I was just kicking around the idea of breaking up a large group of text into a single integer by using recursive 2-Gram storage until there is only one value left.
table pair
{
id
first_parent_id (points to -> this.id)
second_parent_id (points to -> this.id)
}
For example, in the following code I have a 11 word sentence (twelve with the period). I could store each word pair in a database ("this" + "is" = ID #1) and then store each set of two wordpairs in the database (1 + 2 = ID #7), and repeat until I get down to only one word set left - which would be ID 12.
This is my group of words which I plan to compress.
---1---|--2-----|--3-----|-----4-|----5--|-------6-
-------7--------|--------8-------|-------9---------
----------------10---------------11----------------
------------------------12-------------------------
Then using the number "12" we can work backwards (if we have the same dataset)
------------------------12-------------------------
----------------10---------------11----------------
-------7--------|--------8-------|-------9---------
---1---|--2-----|--3-----|-----4-|----5--|-------6-
This is my group of words which I plan to compress.

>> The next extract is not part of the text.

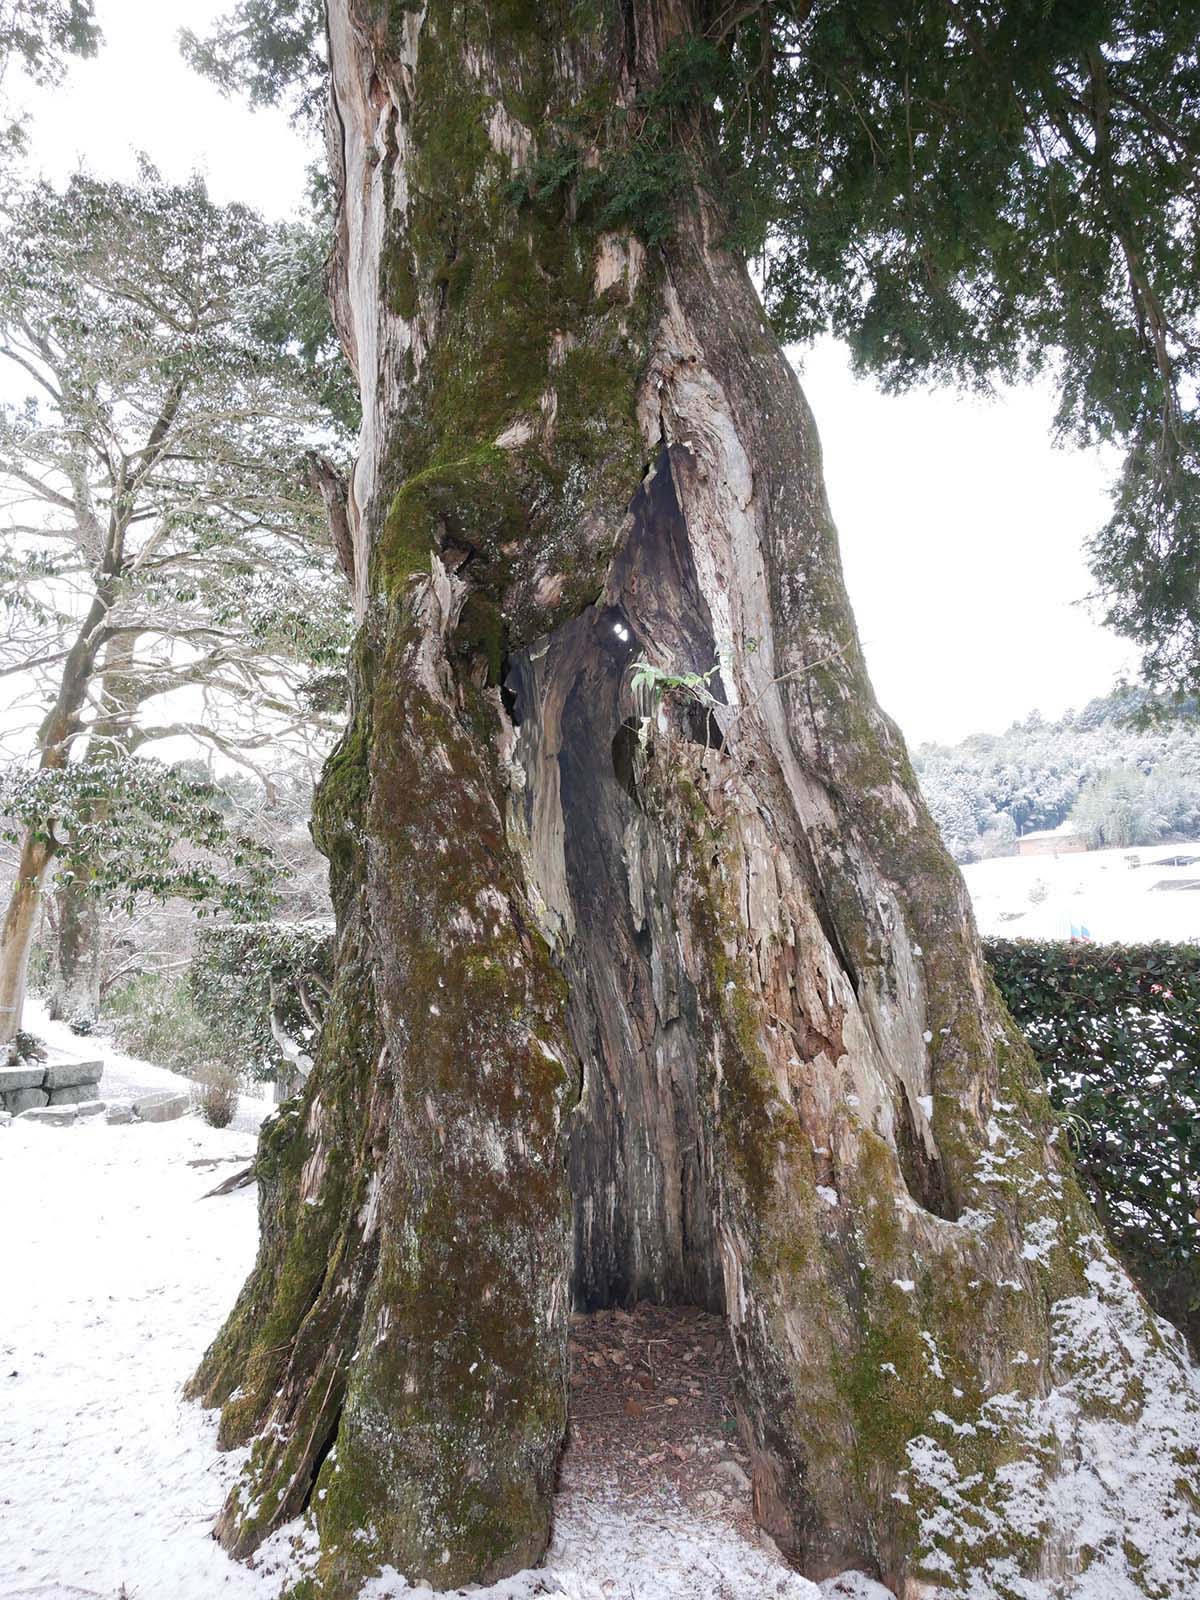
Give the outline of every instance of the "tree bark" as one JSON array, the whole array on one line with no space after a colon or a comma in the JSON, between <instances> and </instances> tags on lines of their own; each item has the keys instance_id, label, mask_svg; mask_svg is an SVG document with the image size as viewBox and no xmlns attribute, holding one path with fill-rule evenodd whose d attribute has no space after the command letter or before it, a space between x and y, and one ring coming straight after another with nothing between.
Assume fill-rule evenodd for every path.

While this would take a tremendous amount of work to compress/uncompress each string - it seems like it might have a use in some kind of archive work where the contents need to be stored - but are never read except in rare cases where the uncompression process isn't a problem.
Am I thinking about this correctly? Would the possible number of word sequences just be too great to store like this? (Imagine a 500 word document).